Traditionally, noise suppression is achieved using only one microphone. One of such noise suppression methods uses spectral subtraction to suppress background noise. The method assumes that the background noise is short-term stationary, i.e. the noise statistics do not change in a short period regardless the activity of the desired speech. Noise statistics are estimated when a desired speech signal is absent and the noise estimates are used to suppress noise in the signal regardless of the activity of desired speech. Spectral subtraction estimates noise statistic and suppress noise in the frequency domain. Each frequency bin is processed independently. This method finds success in stationary noise reduction. However, it is not capable of reducing non-stationary noise.
Another single-microphone noise reduction method uses a directional microphone. Usually, uni-directional microphones are more expensive than omni-directional microphones.

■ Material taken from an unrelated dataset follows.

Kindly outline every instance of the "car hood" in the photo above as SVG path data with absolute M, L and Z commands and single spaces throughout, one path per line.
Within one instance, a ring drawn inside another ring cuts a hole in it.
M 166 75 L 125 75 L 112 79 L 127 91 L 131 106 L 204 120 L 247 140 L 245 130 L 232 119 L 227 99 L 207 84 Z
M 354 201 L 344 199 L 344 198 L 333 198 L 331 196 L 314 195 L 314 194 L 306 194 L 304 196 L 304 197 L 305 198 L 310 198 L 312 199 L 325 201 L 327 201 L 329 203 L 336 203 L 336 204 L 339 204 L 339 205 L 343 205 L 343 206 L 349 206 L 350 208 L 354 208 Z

Also, uni-directional microphones may limit the way the speech communications devices are used since the mobile device may need to be placed properly to ensure its functionality.
Echo cancellation is typically achieved by de-correlating microphone signal from far end signal using adaptive filtering. Some aggressive echo cancellation algorithms reduce communication into half-duplex mode, where only one user talks at a time. In mobile speech communication, background noise and acoustic echo reduce intelligibility of desired speech. Therefore, it is desirable to reduce both background noise and echo without distorting desired speech.

BRIEF SUMMARY

Multiple microphone noise and echo reduction apparatus and methods are described herein. The apparatus and methods implement a variety of noise and echo reduction techniques and apparatus that can be selectively applied to signals received using multiple microphones. The microphone signals received at each of the multiple microphones can be independently processed to cancel acoustic echo that can be generated due to acoustic or mechanical coupling. The echo cancelled signals may be processed by some or all modules within a signal separator that operates to separate or otherwise isolate a speech signal from noise signals. The signal separator can optionally include a pre-processing de-correlator followed by a blind source separator. The output of the blind source separator can be post filtered to provide post separation de-correlation. The separated speech and noise signals can be non-linearly processed for further noise reduction, and additional post processing can be implemented following the non-linear processing.
Aspects of the invention include a method of noise reduction in multiple microphone communication devices. The method includes receiving multiple microphone signals, de-correlating the multiple microphone signals, separating a speech signal component from a noise signal in at least one of the multiple microphone signals to generate separated microphone signals, and performing non-linear noise suppression on a speech reference signal of the separated microphone signals.
Aspects of the invention include a method of noise reduction in multiple microphone communication devices. The method includes receiving a first microphone signal, receiving a second microphone signal, performing echo cancellation on each of the first microphone signal and the second microphone signal, de-correlating the first microphone signal from the second microphone signal, separating a speech reference signal from a noise reference signal based on the first and second microphone signals, de-correlating a residual noise in the speech reference signal from the noise reference signal, and performing non-linear processing on at least the speech reference signal.
Aspects of the invention include an apparatus for noise reduction in multiple microphone systems. The apparatus includes a first echo canceller configured to cancel an echo in a first microphone signal to generate a first echo canceled microphone signal, a second echo canceller configured to cancel an echo in a second microphone signal to generate a second echo canceled microphone signal, a signal separator configured to receive the first and second echo canceled microphone signals and separate a speech signal component from a noise signal component to generate a speech reference signal and a noise reference signal, and a non-linear processing module configured to receive the speech reference signal and noise reference signal and perform non-linear processing on the speech reference signal.
Aspects of the invention include an apparatus for noise reduction in multiple microphone systems. The apparatus includes means for receiving multiple microphone signals, means for de-correlating the multiple microphone signals, means for separating a speech signal component from a noise signal in at least one of the multiple microphone signals to generate separated microphone signals, and means for performing non-linear noise suppression on a speech reference signal of the separated microphone signals.
Aspects of the invention include a processor readable media including instructions that may be utilized by one or more processors. The instructions include instructions for de-correlating multiple received microphone signals, instructions for separating a speech signal component from a noise signal in at least one of the multiple received microphone signals to generate separated microphone signals, and instructions for performing non-linear noise suppression on a speech reference signal of the separated microphone signals.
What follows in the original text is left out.